2 In my opinion, it is absurd to derive the mongoose-veneration of the Koma and Bulsa from the ichneumon cult of ancient Egypt. Such a derivation is contradicted not only by the time gap of several millennia but also by the basic content of the two cults. In Egypt, the ichneumon (Mungo ichneumon) was associated with the cult of the dead and the Sun and was – like other animals regarded as sacred – mummified.

3 On the procedure of a divinatory session among the Bulsa, see Schott 1997 and Kröger 1993.

4 The colour of the dog thus corresponds to that of the sacrificial recipient (black dogs are completely taboo). Cf. also J. F. Thiel (1984: 119): ‘In ancient Greece, chthonic deities received black animals; swift horses were sacrificed to the sun god Helios and pregnant sows to Demeter. You can see that there is an inner connection between the recipient and the gift: you could almost call it analogy magic’. It cannot be ruled out that juisa (pl.) prefer dog sacrifices because the dog is one of the greatest enemies of the small predator.

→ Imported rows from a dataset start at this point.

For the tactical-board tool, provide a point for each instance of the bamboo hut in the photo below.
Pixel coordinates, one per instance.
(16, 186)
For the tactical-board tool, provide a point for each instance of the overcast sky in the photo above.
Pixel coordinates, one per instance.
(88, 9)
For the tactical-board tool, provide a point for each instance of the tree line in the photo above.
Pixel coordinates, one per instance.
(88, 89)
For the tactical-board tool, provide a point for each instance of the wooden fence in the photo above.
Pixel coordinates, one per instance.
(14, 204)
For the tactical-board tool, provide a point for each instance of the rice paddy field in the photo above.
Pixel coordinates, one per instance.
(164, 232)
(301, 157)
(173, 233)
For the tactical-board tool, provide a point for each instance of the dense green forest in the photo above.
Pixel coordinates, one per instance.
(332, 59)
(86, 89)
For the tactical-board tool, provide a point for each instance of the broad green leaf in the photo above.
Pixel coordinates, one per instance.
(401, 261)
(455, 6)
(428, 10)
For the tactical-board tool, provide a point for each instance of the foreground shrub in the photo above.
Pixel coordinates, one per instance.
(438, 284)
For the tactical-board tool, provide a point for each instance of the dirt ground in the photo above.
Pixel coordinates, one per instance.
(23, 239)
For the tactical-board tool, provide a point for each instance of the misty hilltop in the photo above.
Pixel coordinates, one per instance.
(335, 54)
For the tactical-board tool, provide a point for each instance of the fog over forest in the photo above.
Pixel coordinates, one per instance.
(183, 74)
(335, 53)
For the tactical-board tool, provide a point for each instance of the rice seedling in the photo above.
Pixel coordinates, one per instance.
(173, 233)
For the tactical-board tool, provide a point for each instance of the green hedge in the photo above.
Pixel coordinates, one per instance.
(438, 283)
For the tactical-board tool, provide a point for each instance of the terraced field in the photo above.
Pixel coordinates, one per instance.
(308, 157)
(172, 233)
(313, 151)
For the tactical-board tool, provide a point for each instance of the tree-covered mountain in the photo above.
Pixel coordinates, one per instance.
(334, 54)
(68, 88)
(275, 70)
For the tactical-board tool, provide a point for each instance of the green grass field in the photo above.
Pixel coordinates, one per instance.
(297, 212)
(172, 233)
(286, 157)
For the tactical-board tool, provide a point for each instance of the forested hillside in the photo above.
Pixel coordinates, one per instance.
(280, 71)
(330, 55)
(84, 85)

5 Kröger and Baluri 2010: 219–228 and further written information by Baluri.

6 Further details about the early existence of the juang and sky god could not be determined.

7 Transferring personal attitudes from the lifetime of an ancestor to his or her shrine is, in a way, a contradiction to the assertion made above that it is not the personality of a person to which sacrifices are made at a shrine but the wen, an element separate from it. It seems, however, that in the Bulsa attitude to the shrine of an ancestor known in an individual’s lifetime, it is sometimes the divine wen and sometimes the mourned and beloved father or grandfather who gains the upper hand. When I asked the head of a compound whether his recently deceased father would allow me to take part in a certain ritual, he replied: ‘Why should he forbid it, since he allowed you to take part in all rituals during his lifetime?’